Periodic Limb Movement Disorder
PLMD stands for Periodic Limb Movement Disorder, though many people call it periodic leg movement disorder. This isn’t the worst thing ever since it primarily effects the legs (sorry arms)
To get a diagnosis of Periodic Limb Movement Disorder (PLMD) you will need to see a sleep specialist and have a Sleep Study (Nocturnal Polysomnograph.) During a sleep study electrodes are placed on the front of your shin. They’re placed over the Anterior Tibialis so that when you move your leg, they are triggered and we (sleep techs) get a signal. For a PLMD diagnosis the leg movements must:
- Last at least 0.5 seconds, but no longer than 10 seconds.
- Occur during sleep.
- Not occur during a sleep disordered breathing event.
- Movements must be separated by at least 5 seconds, but no more than 90 seconds. You need 4 movements without arousals or sleep disordered breathing which counts as 1 PLM. An index of 5.0 PLM (per hour of sleep) get a diagnosis of PLMD.
Confusing? You betcha!!!! How about a picture. It’s worth at least a couple of words……

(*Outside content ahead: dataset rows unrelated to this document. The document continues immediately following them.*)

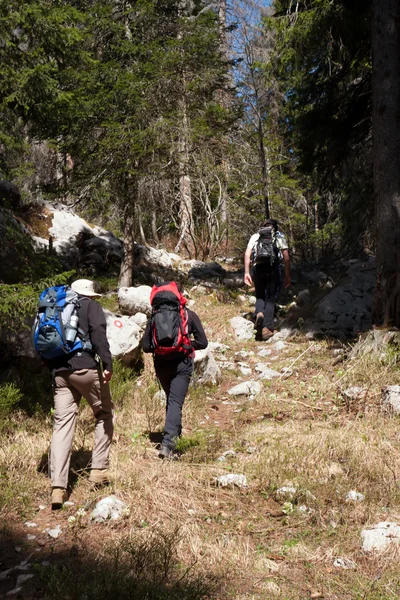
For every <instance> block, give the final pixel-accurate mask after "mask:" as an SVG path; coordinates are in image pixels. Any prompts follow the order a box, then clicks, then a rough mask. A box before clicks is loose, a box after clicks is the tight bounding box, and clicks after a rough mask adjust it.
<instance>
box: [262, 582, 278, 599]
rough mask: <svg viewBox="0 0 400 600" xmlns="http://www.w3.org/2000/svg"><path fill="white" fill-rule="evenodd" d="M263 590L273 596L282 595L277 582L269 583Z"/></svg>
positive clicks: (267, 583)
mask: <svg viewBox="0 0 400 600" xmlns="http://www.w3.org/2000/svg"><path fill="white" fill-rule="evenodd" d="M263 589H264V590H265V591H266V592H268V593H269V594H272V595H273V596H280V595H281V593H282V591H281V588H280V587H279V585H278V584H277V583H275V581H267V583H266V584H265V586H264V588H263Z"/></svg>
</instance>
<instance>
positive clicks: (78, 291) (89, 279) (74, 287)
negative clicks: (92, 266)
mask: <svg viewBox="0 0 400 600" xmlns="http://www.w3.org/2000/svg"><path fill="white" fill-rule="evenodd" d="M96 288H97V284H96V283H95V282H94V281H91V280H90V279H77V280H76V281H74V282H73V283H71V289H72V290H74V292H76V293H77V294H81V296H88V297H89V298H101V294H98V293H97V292H96Z"/></svg>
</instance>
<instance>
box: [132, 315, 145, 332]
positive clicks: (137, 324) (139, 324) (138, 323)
mask: <svg viewBox="0 0 400 600" xmlns="http://www.w3.org/2000/svg"><path fill="white" fill-rule="evenodd" d="M131 320H132V322H133V323H136V325H139V327H140V328H141V329H145V328H146V325H147V315H146V314H145V313H136V314H135V315H132V317H131Z"/></svg>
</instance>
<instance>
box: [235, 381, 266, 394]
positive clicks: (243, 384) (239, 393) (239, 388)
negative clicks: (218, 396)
mask: <svg viewBox="0 0 400 600" xmlns="http://www.w3.org/2000/svg"><path fill="white" fill-rule="evenodd" d="M261 389H262V388H261V383H259V382H258V381H244V382H243V383H239V384H238V385H235V386H234V387H233V388H231V389H230V390H228V394H229V395H230V396H251V395H255V394H259V393H260V392H261Z"/></svg>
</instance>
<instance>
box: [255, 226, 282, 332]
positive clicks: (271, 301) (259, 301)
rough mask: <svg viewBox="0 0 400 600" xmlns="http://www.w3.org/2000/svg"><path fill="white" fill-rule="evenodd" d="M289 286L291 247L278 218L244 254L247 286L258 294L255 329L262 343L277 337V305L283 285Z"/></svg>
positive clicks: (255, 310)
mask: <svg viewBox="0 0 400 600" xmlns="http://www.w3.org/2000/svg"><path fill="white" fill-rule="evenodd" d="M282 262H283V265H284V277H283V285H284V287H285V288H288V287H289V286H290V258H289V248H288V245H287V242H286V238H285V236H284V235H283V234H282V233H281V232H280V231H279V227H278V223H277V221H275V219H267V220H266V221H265V222H264V223H263V225H262V227H261V228H260V230H259V231H258V232H257V233H255V234H253V235H252V236H251V238H250V240H249V242H248V244H247V249H246V252H245V255H244V283H245V284H246V285H248V286H251V285H253V283H254V287H255V293H256V307H255V328H256V335H257V336H258V338H261V340H262V341H267V340H269V339H270V338H271V337H272V336H273V335H274V315H275V303H276V299H277V296H278V293H279V290H280V288H281V285H282V275H281V264H282Z"/></svg>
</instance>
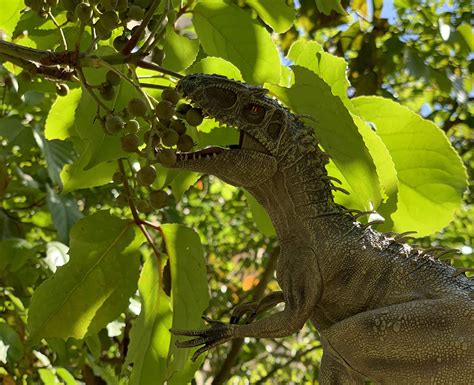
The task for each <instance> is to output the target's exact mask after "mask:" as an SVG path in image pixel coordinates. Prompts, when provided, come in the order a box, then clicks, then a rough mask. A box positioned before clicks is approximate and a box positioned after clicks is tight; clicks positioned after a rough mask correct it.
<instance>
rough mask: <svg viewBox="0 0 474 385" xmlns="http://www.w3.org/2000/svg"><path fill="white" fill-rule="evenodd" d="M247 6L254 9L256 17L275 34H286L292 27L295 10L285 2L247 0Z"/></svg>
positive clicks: (292, 24) (278, 0)
mask: <svg viewBox="0 0 474 385" xmlns="http://www.w3.org/2000/svg"><path fill="white" fill-rule="evenodd" d="M247 4H248V5H250V6H251V7H252V8H254V9H255V10H256V11H257V13H258V16H260V17H261V18H262V20H263V21H265V23H267V24H268V25H269V26H270V27H272V29H273V30H274V31H275V32H278V33H283V32H286V31H287V30H288V29H290V28H291V26H292V25H293V20H294V19H295V13H296V10H295V8H294V7H290V6H289V5H288V4H287V3H286V1H285V0H247Z"/></svg>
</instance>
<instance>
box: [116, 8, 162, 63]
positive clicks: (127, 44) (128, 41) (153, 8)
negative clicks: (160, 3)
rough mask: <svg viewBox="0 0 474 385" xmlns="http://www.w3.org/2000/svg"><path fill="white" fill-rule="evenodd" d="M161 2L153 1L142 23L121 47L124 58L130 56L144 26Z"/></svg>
mask: <svg viewBox="0 0 474 385" xmlns="http://www.w3.org/2000/svg"><path fill="white" fill-rule="evenodd" d="M160 2H161V0H153V3H152V4H151V6H150V8H149V9H148V11H147V13H146V15H145V17H144V19H143V21H142V22H141V23H140V25H139V26H138V28H137V29H136V30H135V32H133V34H132V36H131V37H130V40H129V41H128V43H127V44H126V45H125V47H123V49H122V54H123V55H125V56H128V55H130V53H131V52H132V50H133V49H134V48H135V46H136V44H137V43H138V40H140V37H141V36H142V34H143V31H145V28H146V26H147V25H148V23H149V22H150V20H151V18H152V17H153V15H154V14H155V10H156V8H158V5H160Z"/></svg>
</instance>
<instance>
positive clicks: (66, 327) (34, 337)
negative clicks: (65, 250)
mask: <svg viewBox="0 0 474 385" xmlns="http://www.w3.org/2000/svg"><path fill="white" fill-rule="evenodd" d="M70 237H71V238H70V239H71V242H70V260H69V262H68V263H67V264H66V265H64V266H62V267H60V268H58V270H57V271H56V273H55V274H54V275H53V276H52V277H51V278H49V279H47V280H46V281H44V282H43V283H42V284H41V285H40V286H39V287H38V288H37V289H36V291H35V292H34V294H33V298H32V301H31V306H30V310H29V312H28V328H29V330H30V335H31V338H32V340H34V341H37V340H38V339H39V338H46V337H59V338H63V339H66V338H69V337H74V338H78V339H80V338H84V337H85V336H87V335H90V334H94V333H96V332H98V331H99V330H100V329H102V328H103V327H105V326H106V325H107V324H108V323H109V322H110V321H112V320H113V319H115V318H116V317H117V316H118V315H119V314H120V313H121V312H122V311H123V310H124V309H126V308H127V305H128V301H129V298H130V296H132V295H133V293H134V292H135V290H136V286H137V280H138V266H139V254H138V247H139V245H140V244H141V242H142V236H141V235H140V234H138V233H137V232H136V231H135V229H134V227H132V222H131V221H126V220H122V219H119V218H116V217H113V216H111V215H110V214H108V213H107V212H98V213H96V214H94V215H91V216H88V217H85V218H83V219H82V220H80V221H79V222H78V223H77V224H76V225H75V226H74V227H73V229H72V230H71V235H70Z"/></svg>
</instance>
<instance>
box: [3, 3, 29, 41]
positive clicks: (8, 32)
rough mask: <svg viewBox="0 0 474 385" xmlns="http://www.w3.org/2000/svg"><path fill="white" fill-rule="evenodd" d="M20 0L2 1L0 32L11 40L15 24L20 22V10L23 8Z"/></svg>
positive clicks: (22, 8)
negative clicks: (11, 37) (4, 32)
mask: <svg viewBox="0 0 474 385" xmlns="http://www.w3.org/2000/svg"><path fill="white" fill-rule="evenodd" d="M24 6H25V5H24V3H23V1H22V0H8V1H2V11H1V12H0V30H1V31H3V32H5V33H6V35H7V37H8V38H11V36H12V33H13V31H14V30H15V27H16V24H17V23H18V21H19V20H20V16H21V10H22V9H23V8H24Z"/></svg>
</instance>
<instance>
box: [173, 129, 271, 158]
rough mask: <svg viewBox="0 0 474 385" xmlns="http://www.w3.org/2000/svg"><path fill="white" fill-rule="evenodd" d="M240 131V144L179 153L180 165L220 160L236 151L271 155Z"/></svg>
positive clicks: (256, 143) (208, 147)
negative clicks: (207, 161)
mask: <svg viewBox="0 0 474 385" xmlns="http://www.w3.org/2000/svg"><path fill="white" fill-rule="evenodd" d="M239 131H240V140H239V144H233V145H230V146H229V148H224V147H218V146H208V147H205V148H202V149H200V150H196V151H190V152H178V153H177V154H176V155H177V161H178V163H181V162H193V161H200V160H202V159H206V158H218V157H219V156H220V155H221V154H223V153H225V152H227V151H235V150H242V149H243V150H249V151H256V152H261V153H264V154H267V155H270V153H269V151H268V150H267V149H266V148H265V147H264V146H263V145H262V144H260V143H259V142H258V141H257V140H256V139H254V138H253V137H252V136H250V135H249V134H247V133H245V132H244V131H242V130H239Z"/></svg>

To the left is a 2 minute segment. The patient is in sleeping. The spikes in the L-Leg-R-Leg channel are leg movements. They are about 15-30 seconds apart. No sleep disordered breathing is present. No arousals are present. This is a clear example of Period Limb Movement Disorder.
Medications that can TREAT: Dopaminergic Agents, Opioids, Benzodiazepines, and Anticonvulsants are the four classes of drugs used to treat PLMD (and RLS). The best option to try first is 10mg of over the counter Manganese. This supplement can be highly effective at calming your legs when trying to get to sleep. The same can be said of Magnesium, though it is more plentiful in most diets. Give it a try as well.
Typically PLMD is usually not treated with medication unless Restless Leg Syndrome has also been diagnosed.